Officials at the journalism museum announced early last year that it would close at the end of December due to financial struggles and that the 250,000-square-foot building on Pennsylvania Avenue would be sold to Johns Hopkins University.

Over the past few weeks, hundreds of visitors have toured the Newseum’s seven floors, where the exhibits and artifacts will be de-installed and sent to a storage facility until a new permanent location for public viewing is found.

Janet Purnell, 65, is a visitor services representative who has worked at the Newseum since its opening in April 2011. On Tuesday, she joyfully took pictures for visitors in a broadcast studio that has a view of the U.S. Capitol building.

“This is the last time you are going to see us Don’t make me cry,” she jokingly told the museumgoers as they posed for their photo. “Take care babies!”

“I have been here all 11 years, and I am going to miss meeting people from around the world,” Ms.
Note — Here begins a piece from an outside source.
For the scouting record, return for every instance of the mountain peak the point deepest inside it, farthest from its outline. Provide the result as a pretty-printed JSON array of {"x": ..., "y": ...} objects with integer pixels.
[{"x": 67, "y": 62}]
Purnell said, adding that the Pulitzer Prize photo exhibit is one of the most popular among visitors. “I am going to miss this spot.”

Gail Kinney took a train with her husband from New Hampshire to the District for the sole purpose of visiting the Newseum one last time.

“I get kinda choked up really,” Mrs. Kinney said. “This museum dedicated to the five freedoms [of the First Amendment] is really meaningful, and it has just an extraordinary message. It’s really too bad that it hasn’t been able to make it beyond today.”

Caroline Sacks, 23, of New York, grew up in Bethesda and was able to go to the Newseum while she was home for the holidays with friends.

“It’s just sad,” Ms. Sacks said. “I think of all the museums, that one is my favorite. I work in public relations now so journalism holds a place in my heart.”

She added that what’s special about the Newseum is that “it makes journalism cool for kids.”

The museum is especially important, Ms. Sacks said, because it puts into perspective how much free speech U.S. citizens enjoy via the exhibit that categorizes and rates the levels of the press freedoms around the world.

Although there is no new location for the museum, the Freedom Forum, the nonprofit group that created and primarily funded the Newseum, plans to continue education about the First Amendment online and has a traveling exhibits program.

Since its opening, the forum funded more than $600 million to run and build the museum, one of the largest gifts to any museum in the world, according to a press release. About 850,000 people visited the Newseum this year.

Johns Hopkins University purchased the property for $372.5 million and plans to use as a center for its D.C.-based graduate programs.